Talk in terms of the other person's interests

Never drop the ball on Information Security

The Dreaded Pyramid

Harvest Home Grown Talent

Strength Training for your mental muscles

Categories: Personal growth

Learning Fitness at the fitness academy has taught me that repeating the same exercises over and over again with the same weights and the same number of repetitions, every session for months together is not going to yield  noticeable improvements in hypertrophy or endurance . If anything, over-time your performance is going to plateau.

Yes , any exercise is good for the health after about 2 - 3 months you will notice that the monotony becomes boring and exhausting . Good Personal trainers, including the one I train with , understand this very well and incorporate techniques to avoid this monotony, into their training schedules.

Thus, I look forward to every single training session with great enthusiasm because,  I am faced with the challenge and excitement to provide the muscles of my body with an unknown stimulus . I can almost always expect that one of the following will happen:-

  • The  trainer will change the exercises
  •  He will increase or decrease the sets and reps 
  • The weights will be increased
  • Compound exercises involving different muscle groups will be incorporated
  • Innovative super-sets will be created 

 I know that the possibilities for stimulating the muscles for the rest of my body are endless. But I also recognize the fact, that the all important muscle that drives my career and my life , the Brain, also needs strength training .

I have found it very easy to get anxious, bored and frustrated if I try to do the same things, the same way, every single day at work and at life. Although I should not be making drastic changes to my life style, incremental changes, as I have found have done me a world of good. These changes might have been including a new hobby or  changing my ways of doing certain things.

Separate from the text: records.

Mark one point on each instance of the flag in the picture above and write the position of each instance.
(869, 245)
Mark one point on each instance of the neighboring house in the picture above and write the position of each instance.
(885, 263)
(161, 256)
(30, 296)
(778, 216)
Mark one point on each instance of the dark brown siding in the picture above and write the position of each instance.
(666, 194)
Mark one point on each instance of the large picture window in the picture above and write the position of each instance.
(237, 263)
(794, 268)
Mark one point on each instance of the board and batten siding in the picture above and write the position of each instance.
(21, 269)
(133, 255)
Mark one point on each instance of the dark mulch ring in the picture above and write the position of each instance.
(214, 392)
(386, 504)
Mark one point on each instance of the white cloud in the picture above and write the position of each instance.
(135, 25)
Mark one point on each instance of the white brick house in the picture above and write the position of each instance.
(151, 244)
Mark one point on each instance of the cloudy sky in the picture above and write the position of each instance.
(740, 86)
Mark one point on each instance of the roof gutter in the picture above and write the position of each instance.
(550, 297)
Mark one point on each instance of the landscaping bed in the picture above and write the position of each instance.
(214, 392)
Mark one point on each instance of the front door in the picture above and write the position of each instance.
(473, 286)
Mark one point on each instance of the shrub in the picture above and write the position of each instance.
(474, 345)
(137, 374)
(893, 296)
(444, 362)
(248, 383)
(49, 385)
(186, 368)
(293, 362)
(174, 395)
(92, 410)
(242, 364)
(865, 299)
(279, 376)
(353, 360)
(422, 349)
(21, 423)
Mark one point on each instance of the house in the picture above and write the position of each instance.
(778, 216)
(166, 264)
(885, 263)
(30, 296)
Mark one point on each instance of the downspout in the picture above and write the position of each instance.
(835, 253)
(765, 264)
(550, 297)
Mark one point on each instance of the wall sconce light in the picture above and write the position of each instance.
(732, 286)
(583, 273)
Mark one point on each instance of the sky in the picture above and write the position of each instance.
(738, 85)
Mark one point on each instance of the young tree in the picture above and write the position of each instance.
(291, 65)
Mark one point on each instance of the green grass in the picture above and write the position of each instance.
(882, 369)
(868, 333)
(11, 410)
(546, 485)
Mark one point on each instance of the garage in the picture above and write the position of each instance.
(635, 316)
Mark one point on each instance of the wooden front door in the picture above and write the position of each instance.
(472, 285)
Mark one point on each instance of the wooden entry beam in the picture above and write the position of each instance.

The brain needs exercise as much as any muscle of your body .  Time for cliche No. 1 :- "You use it , or you lose it ". It needs stimulus, strength and conditioning . It needs the influx of innovative ideas, new challenges , new knowledge , new training and new skills.

Perhaps we all  can do some  of the following to keep this fine workhorse in top shape:-

  • Learn a new skill . for example playing the piano, it may unravel your hitherto hidden musical genius.
  • Find an alternative route to your work . Or beat the traffic by going to the dance -class or the gym class on the way.
  • Learn Latin dancing. Yes we all have left feet but we all can learn if we put our mind to it.  How about, I increase the level of embarrassment for some of my friends  even further and suggest dragging your partner with you. 
  • Join a local sports club. If nothing else, kick a soccer ball with your kids.
  • Get on the social media bandwagon. no better way to keep abreast with the latest news. Twitter, Facebook, linkedin, Pinterest...take your pick. Blog, comment, post something, encourage a conversation or a debate or join a debate online. Try to get your creative juices flowing.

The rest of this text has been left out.